N[Integrate[x^50*Sin[x], {x, 0, 1}]]

gives $1.4615\times 10^{48}$ which is way off from the correct solution which is between $0$ and $0.5$.

Interestingly the indefinite integral comes out correct and if you increase the precision Mathematica gives an error and the following number: $0.0163$. The same result is given by NIntegrate.

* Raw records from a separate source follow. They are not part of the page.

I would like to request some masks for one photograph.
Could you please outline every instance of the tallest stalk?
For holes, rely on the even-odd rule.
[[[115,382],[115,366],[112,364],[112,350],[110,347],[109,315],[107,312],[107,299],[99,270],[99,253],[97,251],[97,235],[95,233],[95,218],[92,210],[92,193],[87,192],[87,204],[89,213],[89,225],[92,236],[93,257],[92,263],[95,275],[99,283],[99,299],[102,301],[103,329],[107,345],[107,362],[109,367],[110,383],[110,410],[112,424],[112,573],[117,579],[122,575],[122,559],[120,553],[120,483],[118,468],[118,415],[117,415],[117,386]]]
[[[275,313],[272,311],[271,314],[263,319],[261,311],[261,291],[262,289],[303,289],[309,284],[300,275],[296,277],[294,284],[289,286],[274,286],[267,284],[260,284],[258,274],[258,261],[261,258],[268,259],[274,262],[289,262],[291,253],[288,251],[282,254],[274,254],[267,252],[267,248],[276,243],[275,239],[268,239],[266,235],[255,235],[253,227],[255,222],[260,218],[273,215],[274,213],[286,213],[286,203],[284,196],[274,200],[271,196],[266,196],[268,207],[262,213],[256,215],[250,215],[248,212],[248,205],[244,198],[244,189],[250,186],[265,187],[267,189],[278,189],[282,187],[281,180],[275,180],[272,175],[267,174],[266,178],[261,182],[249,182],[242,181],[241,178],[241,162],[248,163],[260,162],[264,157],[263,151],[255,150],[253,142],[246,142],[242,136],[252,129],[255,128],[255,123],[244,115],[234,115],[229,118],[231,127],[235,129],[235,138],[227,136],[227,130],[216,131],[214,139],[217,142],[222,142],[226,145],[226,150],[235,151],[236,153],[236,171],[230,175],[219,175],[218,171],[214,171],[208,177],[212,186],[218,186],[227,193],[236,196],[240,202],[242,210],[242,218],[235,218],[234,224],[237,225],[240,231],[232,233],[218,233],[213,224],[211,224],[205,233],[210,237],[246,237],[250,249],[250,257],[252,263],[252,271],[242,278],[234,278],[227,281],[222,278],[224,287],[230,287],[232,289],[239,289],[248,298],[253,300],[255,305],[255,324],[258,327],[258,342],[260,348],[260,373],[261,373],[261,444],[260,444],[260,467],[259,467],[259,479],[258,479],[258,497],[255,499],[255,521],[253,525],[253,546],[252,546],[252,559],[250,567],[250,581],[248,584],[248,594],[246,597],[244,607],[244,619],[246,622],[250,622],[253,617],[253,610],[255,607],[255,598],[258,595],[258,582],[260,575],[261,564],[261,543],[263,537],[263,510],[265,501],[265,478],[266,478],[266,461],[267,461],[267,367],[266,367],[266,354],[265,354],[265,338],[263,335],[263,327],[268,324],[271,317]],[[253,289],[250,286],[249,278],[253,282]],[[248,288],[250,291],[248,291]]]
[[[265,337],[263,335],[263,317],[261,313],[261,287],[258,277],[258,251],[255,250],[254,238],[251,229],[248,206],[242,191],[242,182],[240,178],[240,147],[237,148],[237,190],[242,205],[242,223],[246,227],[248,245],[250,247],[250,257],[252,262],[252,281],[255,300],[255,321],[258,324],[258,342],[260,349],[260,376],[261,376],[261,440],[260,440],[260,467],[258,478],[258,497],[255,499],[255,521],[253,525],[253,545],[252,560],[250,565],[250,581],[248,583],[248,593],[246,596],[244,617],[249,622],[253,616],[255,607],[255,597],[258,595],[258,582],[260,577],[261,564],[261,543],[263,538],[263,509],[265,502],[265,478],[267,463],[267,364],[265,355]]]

What exactly is the problem here, is this a known issue and is there a workaround?

  • $\begingroup$ NIntegrate works fine though. $\endgroup$ – Öskå Dec 12 '13 at 17:42
  • $\begingroup$ @Öskå: Edited post accordingly - Thank you! $\endgroup$ – vonjd Dec 12 '13 at 17:46
  • 2
    $\begingroup$ Integrate gives the right result, it's when applying N to it things go bad. Asking for specific precision gives an error, but works if $MaxExtraPrecision is increased: res = Integrate[x^50*Sin[x], {x, 0, 1}]; Block[{$MaxExtraPrecision = 100}, N[res, 3]] $\endgroup$ – ssch Dec 12 '13 at 17:52
  • $\begingroup$ @ssch: I made the title more precise - Thank you! $\endgroup$ – vonjd Dec 12 '13 at 17:55
  • $\begingroup$ Related: (32782) $\endgroup$ – Mr.Wizard Aug 16 '16 at 7:12

This is standard cancellation error (please Google for it). See below for more details.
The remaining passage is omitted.